Veni, vidi e mictei

Quantos destes votam no dia 10 de março? Todos. Em quem votam? Nos chicos-espertos como eles. É o país que temos, de ignorantes, de arrogantes e indiferentes ao seu semelhante. Não se admirem de continuarmos na cepa torta. 

A cena passa-se num magnifico e histórico palácio, totalmente dedicado a exposições de arte contemporânea, em particular de pintura e escultura. Absorto que estava eu, entre pousar e retirar os óculos por cima do nariz, alternando um olhar abrangente com o exame de minúcias técnicas no quadro que examinava, quando fui surpreso com o clamar dela para o marido, parecia que ambos se encontravam a sós em sua casa. Este alheamento em compreender a distinção entre o que é público ou privado, não é apenas defeito dos políticos no seu despesismo, mas é comum à boçalidade através da qual muitos se creem na vida.

Entraram e disseram, nem entendi o quê, somente pela altivez fui obrigado a ouvi-la. Deram a volta às duas salas de exposição em 34 segundos, cronómetro em mão, minha mão. 

Dividido por duas cabeças ocas, daria 17 segundos a cada. “Gosto, não gosto, e isto não gosto”. E as fitas na pintura? perguntou ele, Não gosto, já disse, retorquia-lhe ela, mas eles julgam-se em pleno mercado da ribeira a escolherem grelos e uma cabeça de garoupa? pensava eu.

Estariam ali expostas ao público cerca de 24 pinturas do pintor Rui Macedo, de média e grande dimensão em telas e sobre madeira, no Centro de Arte e Cultura da FEA. Estivessem aqueles energúmenos diante de um buffet e despenderiam mais tempo, prestariam mais cuidado e atenção. 

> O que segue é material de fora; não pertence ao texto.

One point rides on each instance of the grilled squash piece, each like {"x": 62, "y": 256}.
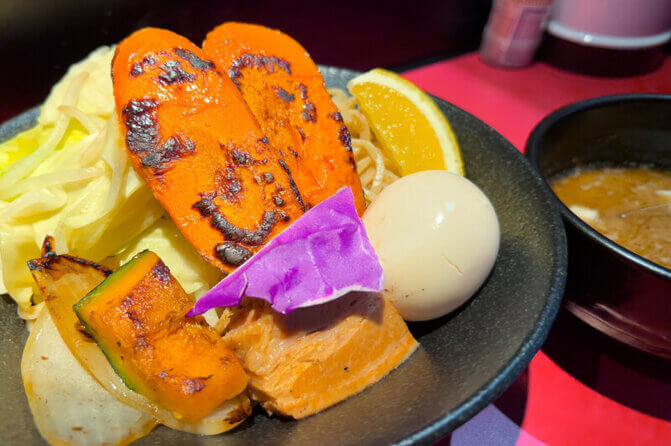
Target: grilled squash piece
{"x": 195, "y": 142}
{"x": 286, "y": 93}
{"x": 136, "y": 316}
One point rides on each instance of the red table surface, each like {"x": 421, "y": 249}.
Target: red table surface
{"x": 560, "y": 409}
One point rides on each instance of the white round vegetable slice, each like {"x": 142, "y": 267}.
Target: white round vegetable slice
{"x": 68, "y": 405}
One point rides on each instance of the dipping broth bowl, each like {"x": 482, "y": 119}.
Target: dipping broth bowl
{"x": 609, "y": 287}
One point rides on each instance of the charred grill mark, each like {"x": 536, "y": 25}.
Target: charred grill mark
{"x": 239, "y": 414}
{"x": 81, "y": 329}
{"x": 352, "y": 162}
{"x": 194, "y": 60}
{"x": 303, "y": 90}
{"x": 232, "y": 253}
{"x": 292, "y": 183}
{"x": 283, "y": 94}
{"x": 136, "y": 69}
{"x": 309, "y": 112}
{"x": 232, "y": 233}
{"x": 139, "y": 116}
{"x": 228, "y": 184}
{"x": 162, "y": 273}
{"x": 336, "y": 116}
{"x": 293, "y": 152}
{"x": 48, "y": 262}
{"x": 301, "y": 133}
{"x": 345, "y": 138}
{"x": 258, "y": 61}
{"x": 241, "y": 158}
{"x": 48, "y": 246}
{"x": 173, "y": 73}
{"x": 283, "y": 215}
{"x": 173, "y": 148}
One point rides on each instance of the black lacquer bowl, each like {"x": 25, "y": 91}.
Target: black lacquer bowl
{"x": 465, "y": 360}
{"x": 609, "y": 287}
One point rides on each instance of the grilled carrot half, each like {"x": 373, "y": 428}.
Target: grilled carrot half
{"x": 191, "y": 136}
{"x": 286, "y": 93}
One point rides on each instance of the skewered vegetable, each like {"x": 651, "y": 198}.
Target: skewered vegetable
{"x": 136, "y": 316}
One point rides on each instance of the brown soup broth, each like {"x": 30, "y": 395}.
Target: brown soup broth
{"x": 629, "y": 205}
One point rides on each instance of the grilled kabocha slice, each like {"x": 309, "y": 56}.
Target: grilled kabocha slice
{"x": 286, "y": 93}
{"x": 194, "y": 141}
{"x": 137, "y": 317}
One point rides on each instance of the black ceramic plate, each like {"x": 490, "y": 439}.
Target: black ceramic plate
{"x": 466, "y": 359}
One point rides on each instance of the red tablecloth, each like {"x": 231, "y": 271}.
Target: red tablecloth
{"x": 560, "y": 410}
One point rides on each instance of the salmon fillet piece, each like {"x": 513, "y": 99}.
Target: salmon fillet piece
{"x": 303, "y": 362}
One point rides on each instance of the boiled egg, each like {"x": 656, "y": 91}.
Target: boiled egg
{"x": 437, "y": 237}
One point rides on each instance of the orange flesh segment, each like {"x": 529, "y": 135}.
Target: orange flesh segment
{"x": 285, "y": 91}
{"x": 196, "y": 144}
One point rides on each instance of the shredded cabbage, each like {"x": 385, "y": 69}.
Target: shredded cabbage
{"x": 70, "y": 177}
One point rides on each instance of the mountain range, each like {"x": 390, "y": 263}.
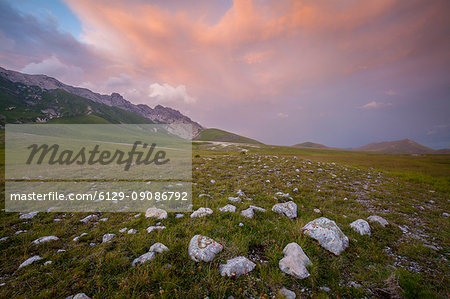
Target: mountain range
{"x": 31, "y": 92}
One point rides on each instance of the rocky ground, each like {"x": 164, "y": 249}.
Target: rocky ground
{"x": 262, "y": 225}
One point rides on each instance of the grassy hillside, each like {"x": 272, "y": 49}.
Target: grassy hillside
{"x": 405, "y": 259}
{"x": 224, "y": 136}
{"x": 312, "y": 145}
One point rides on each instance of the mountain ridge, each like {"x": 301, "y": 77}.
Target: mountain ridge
{"x": 158, "y": 114}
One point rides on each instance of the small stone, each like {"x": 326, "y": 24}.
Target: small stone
{"x": 361, "y": 226}
{"x": 237, "y": 266}
{"x": 328, "y": 234}
{"x": 202, "y": 248}
{"x": 285, "y": 293}
{"x": 156, "y": 213}
{"x": 45, "y": 239}
{"x": 28, "y": 215}
{"x": 158, "y": 247}
{"x": 89, "y": 218}
{"x": 152, "y": 228}
{"x": 81, "y": 296}
{"x": 228, "y": 208}
{"x": 107, "y": 238}
{"x": 383, "y": 222}
{"x": 144, "y": 258}
{"x": 201, "y": 212}
{"x": 288, "y": 209}
{"x": 295, "y": 261}
{"x": 234, "y": 199}
{"x": 248, "y": 213}
{"x": 30, "y": 261}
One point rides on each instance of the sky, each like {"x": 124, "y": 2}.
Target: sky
{"x": 340, "y": 73}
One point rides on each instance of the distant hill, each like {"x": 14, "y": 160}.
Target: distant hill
{"x": 398, "y": 146}
{"x": 312, "y": 145}
{"x": 223, "y": 136}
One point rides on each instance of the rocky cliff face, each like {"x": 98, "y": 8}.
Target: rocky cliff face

No soalho vários nenúfares de resina (?) obrigavam os visitantes a deambular em seu redor, impondo sem notarmos as perspetivas permitidas ou impossibilitadas, de fitar as paredes, os quadros, a luz e sombras. O casal tanto nem os viu, que ela andou por cima dos nenúfares, penetrando na ampla sala e dela saindo sem mesmo se aperceber. Nem uma ejaculação precoce, eles se permitiriam a si mesmos. Que tristeza lusitana. 

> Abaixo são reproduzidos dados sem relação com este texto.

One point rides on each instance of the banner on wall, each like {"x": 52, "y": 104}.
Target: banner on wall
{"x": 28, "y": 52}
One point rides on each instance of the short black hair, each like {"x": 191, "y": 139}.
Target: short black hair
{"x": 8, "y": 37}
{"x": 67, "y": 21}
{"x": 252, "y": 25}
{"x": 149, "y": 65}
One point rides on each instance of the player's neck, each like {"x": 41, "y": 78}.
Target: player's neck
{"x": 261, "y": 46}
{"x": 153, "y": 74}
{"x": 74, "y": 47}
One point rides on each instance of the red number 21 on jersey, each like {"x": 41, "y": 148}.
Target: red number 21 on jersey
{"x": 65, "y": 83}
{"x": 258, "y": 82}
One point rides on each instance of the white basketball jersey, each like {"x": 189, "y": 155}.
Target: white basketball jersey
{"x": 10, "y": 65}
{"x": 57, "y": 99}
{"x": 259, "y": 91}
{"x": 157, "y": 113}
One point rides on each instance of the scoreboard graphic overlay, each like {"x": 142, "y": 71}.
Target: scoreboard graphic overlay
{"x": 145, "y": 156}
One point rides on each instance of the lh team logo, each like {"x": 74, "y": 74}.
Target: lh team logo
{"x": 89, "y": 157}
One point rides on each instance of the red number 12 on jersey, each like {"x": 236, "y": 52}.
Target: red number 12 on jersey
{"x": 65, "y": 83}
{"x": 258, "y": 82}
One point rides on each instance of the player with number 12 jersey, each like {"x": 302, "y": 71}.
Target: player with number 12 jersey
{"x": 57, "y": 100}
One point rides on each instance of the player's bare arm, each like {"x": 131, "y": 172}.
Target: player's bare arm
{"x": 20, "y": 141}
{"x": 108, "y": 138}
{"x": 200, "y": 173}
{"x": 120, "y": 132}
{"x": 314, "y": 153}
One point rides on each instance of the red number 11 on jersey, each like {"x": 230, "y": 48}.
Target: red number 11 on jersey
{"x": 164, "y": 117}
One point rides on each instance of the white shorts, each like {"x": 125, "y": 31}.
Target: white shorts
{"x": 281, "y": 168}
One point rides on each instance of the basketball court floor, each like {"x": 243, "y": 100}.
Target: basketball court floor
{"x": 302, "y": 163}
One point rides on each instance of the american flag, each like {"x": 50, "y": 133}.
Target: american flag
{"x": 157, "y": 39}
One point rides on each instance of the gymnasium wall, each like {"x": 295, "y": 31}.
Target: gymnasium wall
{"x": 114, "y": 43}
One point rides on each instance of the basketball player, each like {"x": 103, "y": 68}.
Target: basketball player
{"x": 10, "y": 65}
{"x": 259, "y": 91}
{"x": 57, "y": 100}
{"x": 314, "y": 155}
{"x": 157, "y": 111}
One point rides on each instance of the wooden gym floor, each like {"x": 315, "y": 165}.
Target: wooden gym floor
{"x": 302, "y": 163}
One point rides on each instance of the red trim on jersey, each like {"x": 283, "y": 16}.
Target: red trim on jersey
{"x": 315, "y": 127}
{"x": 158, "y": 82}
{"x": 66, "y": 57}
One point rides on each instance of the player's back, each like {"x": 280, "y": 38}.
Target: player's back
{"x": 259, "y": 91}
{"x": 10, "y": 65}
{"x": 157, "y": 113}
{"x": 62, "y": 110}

Um outro visitante também ele tuga, também ele bem vestido, de madeixas prateadas cobrindo as orelhas e cujos sapatos deveriam custar umas centenas de euros, veio balanceando o ventre para diante e os ombros para trás. Olhou e apressou-se a colocar a mão sobre a grelha gerando o ar condicionado. Eram grelhas longilíneas subindo na vertical de cor creme convenhamos, emitindo um profundo ronronar de gato sofrendo de tuberculose. Deve ser engenheiro, cogitei forçando-me a me concentrar nas obras de arte. Impossível. Deambulou e repetiu o gesto, seguindo direito à segunda grelha presente na sala. Apalpou, apalpou-a, saindo por fim porta fora. Dos quadros, nada. Não é possível inventar a incúria de tais comportamentos, pois se não os presenciássemos, neles nunca acreditaríamos. Seriam atores, estaria a assistir a uma performance? Não. Eram singelas ilustrações de patetas alegres. Alegres porque notoriamente têm dinheiro, patetas porque inexoravelmente não o sabem usar. E Portugal está repleto desta gentinha, que não aumentam os salários dos seus empregados, mas hipotecam a sua empresa para viajarem de Tesla em leasing, que recusam deixar mais que um euro como gorjeta a quem o atendeu bem, para logo de seguida se deixarem extorquir dezenas de euros no preço de uma garrafa de vinho.

Quantos destes votam no dia 10 de março? Todos. Em quem votam? Nos chicos-espertos como eles. É o país que temos, de ignorantes, de arrogantes e indiferentes ao seu semelhante. Não se admirem de continuarmos na cepa torta. 

Entretanto no meio das várias exposições patentes ao longo dos soberbos três andares daquele histórico edifício, cruzo-me de novo com o primeiro casal com ela sempre a desbobinar “preciso mictar, vamos sair daqui que estes locais não costumam ter casa de banho”. Uns vencedores, somos um povo de vencedores. Dia 10 diante do vosso boletim de voto, pensem: veni, vidi… e escolham.